L'élite politique protectionniste au sein du pouvoir établi en Turquie collabore avec des groupes d'intérêt essentiellement constitués de la « génération 68 » (ainsi qu'on l'appelle en Turquie). L'expérience vécue par cette génération a abouti à des lectures idéologiques de la réalité – dogmatisme, séparatisme, sectarisme, chocs violents et conflit armé – qui hantent encore la pensée de l'élite et l'empêche d'être en phase avec les aspects changeants des réalités sociales, économiques et politiques en Turquie.

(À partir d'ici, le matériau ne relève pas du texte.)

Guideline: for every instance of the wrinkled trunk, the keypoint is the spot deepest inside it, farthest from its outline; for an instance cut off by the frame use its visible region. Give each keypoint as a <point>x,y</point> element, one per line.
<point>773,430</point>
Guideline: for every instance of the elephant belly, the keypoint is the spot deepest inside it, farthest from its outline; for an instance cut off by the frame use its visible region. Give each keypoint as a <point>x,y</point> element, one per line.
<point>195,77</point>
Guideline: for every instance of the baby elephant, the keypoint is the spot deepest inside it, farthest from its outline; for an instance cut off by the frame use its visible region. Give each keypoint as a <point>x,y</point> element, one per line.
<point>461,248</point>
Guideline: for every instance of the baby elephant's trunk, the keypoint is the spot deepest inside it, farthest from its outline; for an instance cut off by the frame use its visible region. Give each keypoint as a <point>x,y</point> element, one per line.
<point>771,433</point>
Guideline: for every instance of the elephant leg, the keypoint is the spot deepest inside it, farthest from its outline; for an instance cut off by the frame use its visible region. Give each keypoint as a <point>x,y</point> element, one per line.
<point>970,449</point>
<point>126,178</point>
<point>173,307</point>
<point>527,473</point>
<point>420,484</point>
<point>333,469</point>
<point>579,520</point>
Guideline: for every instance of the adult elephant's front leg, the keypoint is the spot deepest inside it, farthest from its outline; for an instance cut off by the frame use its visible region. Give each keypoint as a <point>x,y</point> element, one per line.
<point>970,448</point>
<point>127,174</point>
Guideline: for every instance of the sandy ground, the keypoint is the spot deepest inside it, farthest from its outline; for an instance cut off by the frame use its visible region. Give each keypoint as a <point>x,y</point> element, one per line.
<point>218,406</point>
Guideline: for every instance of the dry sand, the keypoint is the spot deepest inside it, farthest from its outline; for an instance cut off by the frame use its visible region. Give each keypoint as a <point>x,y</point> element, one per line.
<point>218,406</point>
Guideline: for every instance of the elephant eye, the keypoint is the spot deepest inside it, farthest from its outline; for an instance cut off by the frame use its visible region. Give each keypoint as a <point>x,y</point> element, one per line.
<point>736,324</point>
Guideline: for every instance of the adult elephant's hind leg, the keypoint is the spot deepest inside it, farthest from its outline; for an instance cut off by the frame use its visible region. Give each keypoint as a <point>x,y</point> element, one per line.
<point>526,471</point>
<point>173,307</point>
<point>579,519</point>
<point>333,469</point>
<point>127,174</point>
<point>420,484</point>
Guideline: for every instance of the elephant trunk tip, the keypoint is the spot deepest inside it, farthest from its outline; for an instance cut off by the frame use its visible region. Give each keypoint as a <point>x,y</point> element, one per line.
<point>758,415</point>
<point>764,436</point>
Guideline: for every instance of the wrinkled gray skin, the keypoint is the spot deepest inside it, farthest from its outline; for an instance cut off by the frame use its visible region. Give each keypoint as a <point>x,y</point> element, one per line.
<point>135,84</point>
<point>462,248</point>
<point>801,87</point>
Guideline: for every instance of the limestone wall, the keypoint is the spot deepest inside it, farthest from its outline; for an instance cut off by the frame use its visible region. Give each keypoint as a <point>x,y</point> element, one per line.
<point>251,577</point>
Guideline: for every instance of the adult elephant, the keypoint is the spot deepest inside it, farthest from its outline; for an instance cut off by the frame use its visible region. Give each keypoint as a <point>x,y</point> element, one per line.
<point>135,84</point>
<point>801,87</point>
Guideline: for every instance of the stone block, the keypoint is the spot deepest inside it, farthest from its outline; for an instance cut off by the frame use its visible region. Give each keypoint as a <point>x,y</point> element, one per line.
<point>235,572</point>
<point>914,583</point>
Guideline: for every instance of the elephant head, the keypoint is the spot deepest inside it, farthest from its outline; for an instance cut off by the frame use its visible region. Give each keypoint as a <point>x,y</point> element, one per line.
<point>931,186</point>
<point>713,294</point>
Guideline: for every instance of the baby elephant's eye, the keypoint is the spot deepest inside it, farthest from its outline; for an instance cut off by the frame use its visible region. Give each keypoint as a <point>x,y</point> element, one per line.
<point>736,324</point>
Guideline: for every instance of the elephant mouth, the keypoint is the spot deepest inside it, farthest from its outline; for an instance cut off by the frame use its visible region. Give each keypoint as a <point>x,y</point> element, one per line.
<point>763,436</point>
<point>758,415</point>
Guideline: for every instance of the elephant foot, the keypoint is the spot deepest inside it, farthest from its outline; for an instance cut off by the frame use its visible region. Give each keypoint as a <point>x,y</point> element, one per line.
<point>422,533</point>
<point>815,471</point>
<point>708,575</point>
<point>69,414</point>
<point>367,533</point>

Les militants de la laïcité statique, élitiste et de gauche, les ultranationalistes et néo-nationalistes ont en Turquie échoué à produire soit des idées politiques soit des outils permettant de mettre ces idées en pratique. Autrement dit, ils ont échoué à fournir non seulement un point de vue alternatif mais aussi les moyens assurant sa faisabilité. Ils ont été incapables de produire une conception politique dotée d'instruments et de modèles de transformation compatibles avec le contexte historique, économique et social. En outre, la conséquence de leurs actions au niveau du système a été d'interdire l'innovation culturelle ou la modernisation institutionnelle. Cette incapacité les a confinés au rôle d'« opposition inefficace » au parlement turc et de voix minoritaire dans la société au sens large. Leur position et leurs programmes sont pour la plupart articulés et énoncés à partir du parti républicain du peuple, ou de la « gauche » turque. Ces groupes ont peu contribué au développement de la flexibilité dans le contexte de la société au sens large, ou de la cohésion sociale. Leurs idéologies et leur action sont devenues un moyen et une source de polarisation, de segmentation et de tension en Turquie.